Por: Sayra Casillas/@SayraCasillas2

Morelia, Michoacán (MiMorelia.com).- Debido a que no se han empalmado las agendas, aún está pendiente de definir una fecha para la reunión que sostendrán el arzobispo y obispos de Michoacán con el gobernador, Silvano Aureoles Conejo, a propósito de la preocupación que externaron los representantes de la iglesia católica por el incremento de homicidios dolosos en distintos puntos de la geografía del estado.

“Hemos estado buscando la oportunidad para reunirnos todos los obispos con el gobernador y con el secretario de gobierno (Carlos Herrera Tello), de manera que podamos establecer una interlocución más directa y constante, sobre todo previendo las situaciones que pudieran suscitarse emergentes en relación a la violencia y a la inseguridad”, dijo esta mañana el arzobispo de Morelia, Carlos Garfias Merlos.

En conferencia de prensa, indicó que tanto autoridades religiosas como gubernamentales han entablado un diálogo de colaboración, para que cuando se suscite algún hecho violento de inmediato puedan tener la presencia de elementos de seguridad.

“Es parte del diálogo que hemos venido teniendo; ahorita, el tema ha sido un poco la dificultad de la agenda, por las diferentes actividades que han tenido ellos y nosotros con la llegada de varios obispos a sus diócesis… en esta semana pasada llegaron los obispos de Tampico, Gómez Palacios y Ciudad Altamirano”, refirió.

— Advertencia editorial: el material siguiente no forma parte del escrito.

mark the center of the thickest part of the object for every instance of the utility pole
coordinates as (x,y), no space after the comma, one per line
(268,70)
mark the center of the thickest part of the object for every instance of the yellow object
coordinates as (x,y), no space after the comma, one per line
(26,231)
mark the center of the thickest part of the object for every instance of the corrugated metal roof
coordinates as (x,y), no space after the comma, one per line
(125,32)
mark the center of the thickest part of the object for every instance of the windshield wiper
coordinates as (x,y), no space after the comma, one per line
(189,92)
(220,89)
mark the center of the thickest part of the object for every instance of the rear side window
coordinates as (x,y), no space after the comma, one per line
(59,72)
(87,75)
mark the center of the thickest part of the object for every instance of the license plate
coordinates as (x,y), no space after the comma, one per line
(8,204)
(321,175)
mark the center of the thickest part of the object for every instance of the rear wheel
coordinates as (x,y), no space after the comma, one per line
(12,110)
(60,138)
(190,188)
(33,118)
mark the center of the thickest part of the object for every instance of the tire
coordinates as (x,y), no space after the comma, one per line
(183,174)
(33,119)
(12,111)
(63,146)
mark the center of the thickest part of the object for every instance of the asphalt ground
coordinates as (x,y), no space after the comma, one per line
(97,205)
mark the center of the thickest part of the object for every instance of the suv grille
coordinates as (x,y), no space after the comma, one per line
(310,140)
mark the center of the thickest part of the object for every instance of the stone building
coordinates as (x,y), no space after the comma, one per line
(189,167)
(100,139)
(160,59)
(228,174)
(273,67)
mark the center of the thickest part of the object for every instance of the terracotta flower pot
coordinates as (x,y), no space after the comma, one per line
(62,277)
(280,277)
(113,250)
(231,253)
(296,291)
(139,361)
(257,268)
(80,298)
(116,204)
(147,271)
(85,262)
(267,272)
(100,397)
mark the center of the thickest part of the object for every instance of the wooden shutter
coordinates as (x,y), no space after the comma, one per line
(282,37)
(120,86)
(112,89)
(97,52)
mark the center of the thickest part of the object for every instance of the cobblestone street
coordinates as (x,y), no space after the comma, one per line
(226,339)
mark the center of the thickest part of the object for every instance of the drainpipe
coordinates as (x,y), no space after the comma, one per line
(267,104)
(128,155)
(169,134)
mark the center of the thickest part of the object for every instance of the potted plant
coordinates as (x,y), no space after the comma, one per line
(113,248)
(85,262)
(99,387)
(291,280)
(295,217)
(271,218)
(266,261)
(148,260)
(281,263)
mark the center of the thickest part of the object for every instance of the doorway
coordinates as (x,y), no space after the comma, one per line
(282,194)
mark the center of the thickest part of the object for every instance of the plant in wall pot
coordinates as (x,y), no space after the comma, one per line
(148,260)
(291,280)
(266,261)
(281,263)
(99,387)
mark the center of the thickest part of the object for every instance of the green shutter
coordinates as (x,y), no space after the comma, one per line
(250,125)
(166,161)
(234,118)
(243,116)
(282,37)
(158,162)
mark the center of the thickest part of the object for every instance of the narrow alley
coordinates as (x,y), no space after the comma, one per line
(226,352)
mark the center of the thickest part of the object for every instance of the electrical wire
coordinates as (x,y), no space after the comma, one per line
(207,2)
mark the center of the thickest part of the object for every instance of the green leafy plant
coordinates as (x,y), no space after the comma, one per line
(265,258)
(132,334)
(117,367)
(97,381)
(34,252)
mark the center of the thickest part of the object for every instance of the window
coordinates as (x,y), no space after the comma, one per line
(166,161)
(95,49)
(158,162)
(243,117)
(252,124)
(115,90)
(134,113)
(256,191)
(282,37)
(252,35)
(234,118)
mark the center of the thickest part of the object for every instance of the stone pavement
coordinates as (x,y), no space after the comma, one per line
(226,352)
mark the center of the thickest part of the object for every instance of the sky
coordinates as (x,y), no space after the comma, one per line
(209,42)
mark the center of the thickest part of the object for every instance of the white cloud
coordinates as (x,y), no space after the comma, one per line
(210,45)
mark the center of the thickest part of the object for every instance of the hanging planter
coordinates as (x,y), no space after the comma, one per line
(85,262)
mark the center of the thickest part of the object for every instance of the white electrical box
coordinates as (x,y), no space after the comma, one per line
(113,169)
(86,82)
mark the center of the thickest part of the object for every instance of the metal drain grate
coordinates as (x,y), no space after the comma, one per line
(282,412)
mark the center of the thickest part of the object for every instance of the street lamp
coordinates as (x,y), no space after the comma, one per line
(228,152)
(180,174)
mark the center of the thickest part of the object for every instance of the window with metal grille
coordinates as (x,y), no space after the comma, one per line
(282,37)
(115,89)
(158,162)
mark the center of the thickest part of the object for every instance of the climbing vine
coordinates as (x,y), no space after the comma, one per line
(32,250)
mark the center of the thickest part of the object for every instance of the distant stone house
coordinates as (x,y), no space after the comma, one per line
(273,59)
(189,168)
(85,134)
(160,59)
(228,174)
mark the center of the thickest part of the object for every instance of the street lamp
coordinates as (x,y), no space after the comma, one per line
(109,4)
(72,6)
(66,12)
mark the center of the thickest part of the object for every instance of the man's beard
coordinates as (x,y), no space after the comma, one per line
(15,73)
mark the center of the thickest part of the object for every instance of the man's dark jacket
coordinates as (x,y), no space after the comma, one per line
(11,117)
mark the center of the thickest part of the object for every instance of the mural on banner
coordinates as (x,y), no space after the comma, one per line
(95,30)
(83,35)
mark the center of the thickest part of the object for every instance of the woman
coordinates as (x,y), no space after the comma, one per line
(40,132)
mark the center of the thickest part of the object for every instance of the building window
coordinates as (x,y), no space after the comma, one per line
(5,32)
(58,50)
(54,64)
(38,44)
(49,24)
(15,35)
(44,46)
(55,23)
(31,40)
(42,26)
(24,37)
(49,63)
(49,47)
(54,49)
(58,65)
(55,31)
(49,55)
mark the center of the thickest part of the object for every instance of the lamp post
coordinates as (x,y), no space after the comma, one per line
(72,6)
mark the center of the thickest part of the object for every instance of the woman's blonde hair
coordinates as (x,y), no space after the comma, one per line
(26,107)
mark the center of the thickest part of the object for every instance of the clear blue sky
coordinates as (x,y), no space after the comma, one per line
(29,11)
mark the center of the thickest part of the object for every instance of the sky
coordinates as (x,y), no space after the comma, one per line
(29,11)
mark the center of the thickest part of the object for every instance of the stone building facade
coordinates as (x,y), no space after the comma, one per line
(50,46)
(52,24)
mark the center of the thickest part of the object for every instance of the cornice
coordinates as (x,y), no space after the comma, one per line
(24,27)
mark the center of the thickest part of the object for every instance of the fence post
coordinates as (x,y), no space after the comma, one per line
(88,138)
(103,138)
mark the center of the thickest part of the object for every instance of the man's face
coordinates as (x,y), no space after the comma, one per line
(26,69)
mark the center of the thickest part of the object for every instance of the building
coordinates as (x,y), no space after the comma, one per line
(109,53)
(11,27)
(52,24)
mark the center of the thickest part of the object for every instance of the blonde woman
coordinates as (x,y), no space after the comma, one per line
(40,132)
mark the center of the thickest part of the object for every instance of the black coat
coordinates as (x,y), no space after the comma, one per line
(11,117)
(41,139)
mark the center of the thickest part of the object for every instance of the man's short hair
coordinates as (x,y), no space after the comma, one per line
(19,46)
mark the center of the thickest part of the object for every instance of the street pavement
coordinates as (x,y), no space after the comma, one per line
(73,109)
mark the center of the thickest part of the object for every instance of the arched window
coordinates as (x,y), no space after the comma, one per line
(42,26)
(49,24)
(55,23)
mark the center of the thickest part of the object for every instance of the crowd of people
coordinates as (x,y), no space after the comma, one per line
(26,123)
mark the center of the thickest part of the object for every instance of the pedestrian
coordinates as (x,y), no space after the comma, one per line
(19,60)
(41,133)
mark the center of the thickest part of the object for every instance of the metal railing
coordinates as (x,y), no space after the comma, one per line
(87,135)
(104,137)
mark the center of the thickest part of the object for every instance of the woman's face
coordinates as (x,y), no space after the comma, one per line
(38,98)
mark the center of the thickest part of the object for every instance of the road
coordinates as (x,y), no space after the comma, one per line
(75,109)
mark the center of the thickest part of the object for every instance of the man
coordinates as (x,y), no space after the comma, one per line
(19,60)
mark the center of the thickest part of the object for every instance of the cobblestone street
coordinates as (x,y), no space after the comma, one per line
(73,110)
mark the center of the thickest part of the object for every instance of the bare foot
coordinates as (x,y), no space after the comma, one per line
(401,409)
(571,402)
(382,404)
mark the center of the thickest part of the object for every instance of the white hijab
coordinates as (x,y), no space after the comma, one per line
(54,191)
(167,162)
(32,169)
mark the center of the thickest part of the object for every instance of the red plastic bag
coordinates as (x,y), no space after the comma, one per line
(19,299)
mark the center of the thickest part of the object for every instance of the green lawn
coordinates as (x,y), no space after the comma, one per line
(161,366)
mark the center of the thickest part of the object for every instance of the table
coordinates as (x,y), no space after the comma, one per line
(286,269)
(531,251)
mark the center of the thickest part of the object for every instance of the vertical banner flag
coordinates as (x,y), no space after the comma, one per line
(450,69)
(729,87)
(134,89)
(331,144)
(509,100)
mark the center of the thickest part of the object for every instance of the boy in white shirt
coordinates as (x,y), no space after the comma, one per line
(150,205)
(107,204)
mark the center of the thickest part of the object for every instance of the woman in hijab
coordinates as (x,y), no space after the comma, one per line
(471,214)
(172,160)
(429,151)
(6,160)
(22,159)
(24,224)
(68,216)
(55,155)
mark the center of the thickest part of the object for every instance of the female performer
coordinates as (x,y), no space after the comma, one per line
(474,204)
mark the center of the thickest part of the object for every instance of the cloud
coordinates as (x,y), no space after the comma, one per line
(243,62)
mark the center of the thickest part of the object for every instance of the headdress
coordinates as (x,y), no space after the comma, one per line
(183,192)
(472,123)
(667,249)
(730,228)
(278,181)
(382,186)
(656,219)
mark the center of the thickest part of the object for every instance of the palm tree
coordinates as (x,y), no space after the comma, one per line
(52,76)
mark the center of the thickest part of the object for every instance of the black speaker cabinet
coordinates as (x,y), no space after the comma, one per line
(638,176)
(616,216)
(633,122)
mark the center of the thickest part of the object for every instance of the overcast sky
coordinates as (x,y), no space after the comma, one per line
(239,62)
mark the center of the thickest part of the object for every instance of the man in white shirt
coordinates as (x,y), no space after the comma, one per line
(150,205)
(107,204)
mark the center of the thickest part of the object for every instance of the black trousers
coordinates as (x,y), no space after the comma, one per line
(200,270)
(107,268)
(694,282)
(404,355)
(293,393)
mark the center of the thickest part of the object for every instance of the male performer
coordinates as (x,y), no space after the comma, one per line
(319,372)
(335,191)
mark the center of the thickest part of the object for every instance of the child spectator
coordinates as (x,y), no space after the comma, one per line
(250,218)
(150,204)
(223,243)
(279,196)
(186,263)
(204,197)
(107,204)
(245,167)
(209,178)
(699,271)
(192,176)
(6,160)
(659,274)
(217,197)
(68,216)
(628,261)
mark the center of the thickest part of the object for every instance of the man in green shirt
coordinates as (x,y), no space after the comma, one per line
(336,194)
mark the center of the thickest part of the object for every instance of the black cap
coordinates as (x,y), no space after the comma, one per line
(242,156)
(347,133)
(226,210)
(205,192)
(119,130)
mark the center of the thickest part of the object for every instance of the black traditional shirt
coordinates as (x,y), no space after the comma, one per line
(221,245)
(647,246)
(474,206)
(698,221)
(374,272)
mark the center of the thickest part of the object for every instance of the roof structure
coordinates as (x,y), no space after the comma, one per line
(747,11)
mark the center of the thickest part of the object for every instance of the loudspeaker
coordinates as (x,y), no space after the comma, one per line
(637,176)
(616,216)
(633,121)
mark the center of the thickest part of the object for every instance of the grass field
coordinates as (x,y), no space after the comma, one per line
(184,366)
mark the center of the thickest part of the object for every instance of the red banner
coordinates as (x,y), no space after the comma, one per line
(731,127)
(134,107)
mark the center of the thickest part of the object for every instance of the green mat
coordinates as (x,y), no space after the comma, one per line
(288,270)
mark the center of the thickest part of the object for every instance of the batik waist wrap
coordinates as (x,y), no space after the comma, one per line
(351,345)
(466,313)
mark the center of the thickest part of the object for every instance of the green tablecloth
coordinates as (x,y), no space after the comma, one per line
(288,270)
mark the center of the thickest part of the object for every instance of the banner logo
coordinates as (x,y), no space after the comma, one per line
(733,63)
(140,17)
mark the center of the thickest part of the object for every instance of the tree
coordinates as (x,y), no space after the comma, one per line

“No queremos más sangre, no queremos más muertes, no queremos más dolor ni más vergüenza. Como pastor de esta porción del puedo de Dios, me uno al clamor de los que sufren las consecuencias de la violencia. Hago un llamado a las autoridades para que cumplan con su tarea de investigar y dar con los responsables, asimismo, convoco a la sociedad en general, para que se involucre y participe en la construcción de un Michoacán que valore la vida, la dignidad y los derechos de cada persona, haciéndonos capaces de encontrarnos como hermanos”, pronunció el también vicepresidente de la Conferencia del Episcopado Mexicano (CEM) el mes pasado.

En esa conferencia de medios, celebrada específicamente el 23 de junio, propuso que la violencia se atienda como un problema de salud pública, y, evidenció que Apatzingán, Zamora y una parte de Morelia son las Diócesis que reportan mayor número de hechos violentos, luego, agregó que en la de Tacámbaro también persisten hechos de esa naturaleza.